Some Stock Image Mistakes that Small Business Owners Should Avoid
While creating content, one naturally has to deal with stock images. This can actually be pretty entertaining since there are stock images out there that hit every aspect of human (an non-human) behavior. Looking at random stock images is actually so entertaining that it has become something of an internet sensation, with blog profiles dedicated to finding the strangest and showcasing them for laughs. That said, unless your business is in the market for comedy, picking a silly or outright bizarre image to represent your business is not really in your best interest. On a more practical level, picking images can be made tougher purely from a design standpoint if you are going to be using them where they must blend in with a color scheme or serve as a background for text. While there are a few questions raised when trying to choose a representative image, the benefit of including visual elements in your content is well worth the time and thought.
What are you trying to say with your stock image, and who is your audience? Sometimes images seem disconnected from the subject of a landing page or post, and the reason is that the image was picked on a whim without any thought put in to how another person would perceive it. Avoiding this pitfall is simple; try to put yourself in the shoes of your customer. If you are having a hard time deciding yourself what kind of stock image to use, ask someone whose reason you trust to help you decide. A good test to see if your stock image choice makes sense is if another person can guess what the meaning of it is without the benefit of the written content that would go with it. If people “get it” just by looking at it, then you can be pretty sure that it will not be able to be misconstrued.
Your stock image should match the tone of your message. Sometimes a stock image makes sense logically, but seems contextually out of place when dropped into the middle of your website. Before choosing a set of images, it is a good idea to evaluate the theme and tone of your business’s message in order to keep things consistent. Your tone should be one that is appropriate to and resonates with your target demographic. Ultimately, how you approach all of your marketing, including content creation, should be informed by both your historical data and market research.
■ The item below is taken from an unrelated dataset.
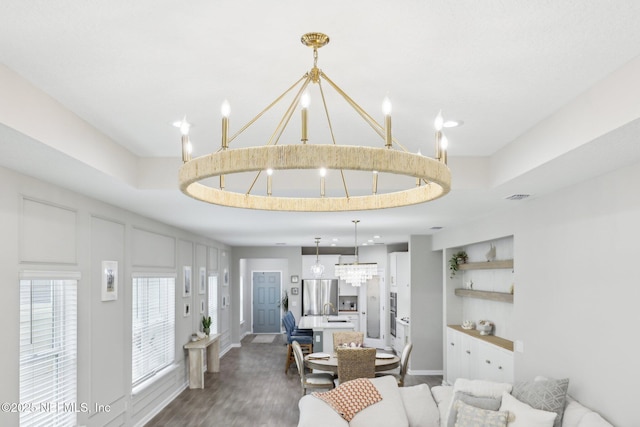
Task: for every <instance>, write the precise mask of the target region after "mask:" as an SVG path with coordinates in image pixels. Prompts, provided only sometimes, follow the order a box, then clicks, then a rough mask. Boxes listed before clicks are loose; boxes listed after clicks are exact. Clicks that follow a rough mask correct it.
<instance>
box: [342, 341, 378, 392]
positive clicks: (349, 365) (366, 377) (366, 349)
mask: <svg viewBox="0 0 640 427" xmlns="http://www.w3.org/2000/svg"><path fill="white" fill-rule="evenodd" d="M336 353H337V355H338V382H339V383H340V384H342V383H344V382H346V381H350V380H355V379H357V378H374V377H375V376H376V349H375V348H337V349H336Z"/></svg>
Avoid vulgar images or images that have the capacity to be misconstrued. Unless it is your express intention to create a little controversy, it is a good idea to steer clear of images that are intentionally or unintentionally provocative. It’s already tough to manage a business’s digital reputation, so there is no need for you to make it harder on yourself by creating reasons for people to get upset. If you have any doubts as to whether or not a stock image is appropriate, you should probably just scrap it and find a new one. There are plenty of stock images out there and it’s just not worth putting up something with any potential for conflict.